Zak Doffman, CEO of Digital Barriers, a global cybersecurity company, London. DigitalBarriers.com
Bottom Line: Your search for a plumber, locksmith or the like could cost you much more than you expect.
Many consumers use Google as a digital Yellow Pages to search for nearby plumbers, locksmiths and the like. But it’s possible you could get scammed.
A recent Wall Street Journal investigation estimated that there are 11 million fake listings on Google’s online mapping service, with hundreds of thousands more appearing every month. These listings often are created by unlicensed or underqualified individuals who do shoddy work and/or charge grossly inflated rates.
How the scams work: When you type your search query in a regular Google search, the top results include a Google map with red pushpins indicating the businesses nearest to you. A shady business may flood a geographic area with dozens of fake listings that appear closer to you and more legitimate than they really are…and that show up at the top of your Google search. In some cases, when you call the phone number, it connects to a referral service in another part of the country or overseas. The service is impersonating a local business in order to secure leads and make money selling your inquiries to unvetted third parties in your area.
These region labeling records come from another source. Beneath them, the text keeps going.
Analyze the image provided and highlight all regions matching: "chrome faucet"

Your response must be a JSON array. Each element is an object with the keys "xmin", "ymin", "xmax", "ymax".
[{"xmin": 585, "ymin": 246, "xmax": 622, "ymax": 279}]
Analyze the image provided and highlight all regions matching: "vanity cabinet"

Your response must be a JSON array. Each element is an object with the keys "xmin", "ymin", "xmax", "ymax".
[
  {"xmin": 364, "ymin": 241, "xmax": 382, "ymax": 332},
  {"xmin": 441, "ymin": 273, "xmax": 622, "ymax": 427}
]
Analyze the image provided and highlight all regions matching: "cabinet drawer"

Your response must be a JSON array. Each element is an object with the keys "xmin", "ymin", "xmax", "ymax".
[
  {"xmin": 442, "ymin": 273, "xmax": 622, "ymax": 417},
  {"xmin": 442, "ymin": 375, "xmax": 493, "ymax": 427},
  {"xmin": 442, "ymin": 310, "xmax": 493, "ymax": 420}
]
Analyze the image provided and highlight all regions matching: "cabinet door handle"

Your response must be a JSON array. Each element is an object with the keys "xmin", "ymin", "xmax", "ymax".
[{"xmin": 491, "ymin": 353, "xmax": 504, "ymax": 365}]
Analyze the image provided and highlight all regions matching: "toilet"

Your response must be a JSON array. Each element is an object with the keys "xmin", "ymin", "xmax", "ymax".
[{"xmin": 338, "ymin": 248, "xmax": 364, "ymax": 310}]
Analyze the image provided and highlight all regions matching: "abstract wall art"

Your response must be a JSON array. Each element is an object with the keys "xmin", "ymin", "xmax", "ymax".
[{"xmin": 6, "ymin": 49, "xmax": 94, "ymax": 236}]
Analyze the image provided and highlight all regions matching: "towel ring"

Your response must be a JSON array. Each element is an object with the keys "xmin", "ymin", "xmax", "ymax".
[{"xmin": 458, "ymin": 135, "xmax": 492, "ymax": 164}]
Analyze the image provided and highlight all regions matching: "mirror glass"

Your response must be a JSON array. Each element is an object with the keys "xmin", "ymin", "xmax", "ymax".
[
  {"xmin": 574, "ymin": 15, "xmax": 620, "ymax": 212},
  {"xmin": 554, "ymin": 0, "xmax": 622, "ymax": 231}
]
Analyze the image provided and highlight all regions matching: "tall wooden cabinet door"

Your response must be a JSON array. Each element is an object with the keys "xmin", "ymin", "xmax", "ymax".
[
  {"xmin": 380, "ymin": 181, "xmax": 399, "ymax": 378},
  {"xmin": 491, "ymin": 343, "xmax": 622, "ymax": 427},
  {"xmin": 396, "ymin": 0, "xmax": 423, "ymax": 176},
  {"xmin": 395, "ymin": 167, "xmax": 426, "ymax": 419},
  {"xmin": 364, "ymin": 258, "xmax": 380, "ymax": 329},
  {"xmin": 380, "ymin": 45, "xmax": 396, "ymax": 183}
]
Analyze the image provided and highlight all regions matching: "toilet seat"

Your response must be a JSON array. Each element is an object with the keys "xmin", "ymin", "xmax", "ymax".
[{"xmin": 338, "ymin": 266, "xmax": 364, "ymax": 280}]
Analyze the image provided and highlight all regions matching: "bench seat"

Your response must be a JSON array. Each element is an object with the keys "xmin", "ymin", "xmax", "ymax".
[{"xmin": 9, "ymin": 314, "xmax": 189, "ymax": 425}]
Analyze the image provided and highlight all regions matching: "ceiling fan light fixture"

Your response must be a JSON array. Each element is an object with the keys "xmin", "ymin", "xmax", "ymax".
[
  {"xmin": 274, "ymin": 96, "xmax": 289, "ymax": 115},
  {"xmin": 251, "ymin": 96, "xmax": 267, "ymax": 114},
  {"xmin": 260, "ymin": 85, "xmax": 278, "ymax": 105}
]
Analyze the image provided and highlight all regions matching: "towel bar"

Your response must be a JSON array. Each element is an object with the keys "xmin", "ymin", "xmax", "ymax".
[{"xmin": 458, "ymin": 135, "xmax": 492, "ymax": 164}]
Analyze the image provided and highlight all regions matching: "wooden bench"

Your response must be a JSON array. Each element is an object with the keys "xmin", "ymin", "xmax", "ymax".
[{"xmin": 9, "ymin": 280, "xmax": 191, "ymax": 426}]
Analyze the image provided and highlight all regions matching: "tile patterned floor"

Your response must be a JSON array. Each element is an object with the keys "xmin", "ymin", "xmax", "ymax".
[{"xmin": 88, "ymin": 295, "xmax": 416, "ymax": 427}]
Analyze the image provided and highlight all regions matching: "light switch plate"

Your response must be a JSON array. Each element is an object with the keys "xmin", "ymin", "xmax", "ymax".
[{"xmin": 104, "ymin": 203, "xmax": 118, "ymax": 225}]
Google says that last year more than three million listings were removed for violating its verification and usage policies. However, the problem is likely to persist because it’s free to list a business and scammers have been able to stay ahead of Google’s attempts to improve verification safeguards. To protect yourself…
Be vigilant about “duress verticals.” These are types of businesses most prone to scams because consumers tend to need them during emergencies or on short notice. They include car-towing and car-repair services…electricians…furniture movers…locksmiths…personal-injury lawyers…plumbers…and water-damage contractors. If you do pick a business off a Google map, at least search for consumer reviews about it on a moderated site such as Yelp.com.
Watch for telltale signs of an illegitimate Google mapping business. There’s no other information in the listing other than the “NAP” (name, address and phone number)—no business hours or links to its website.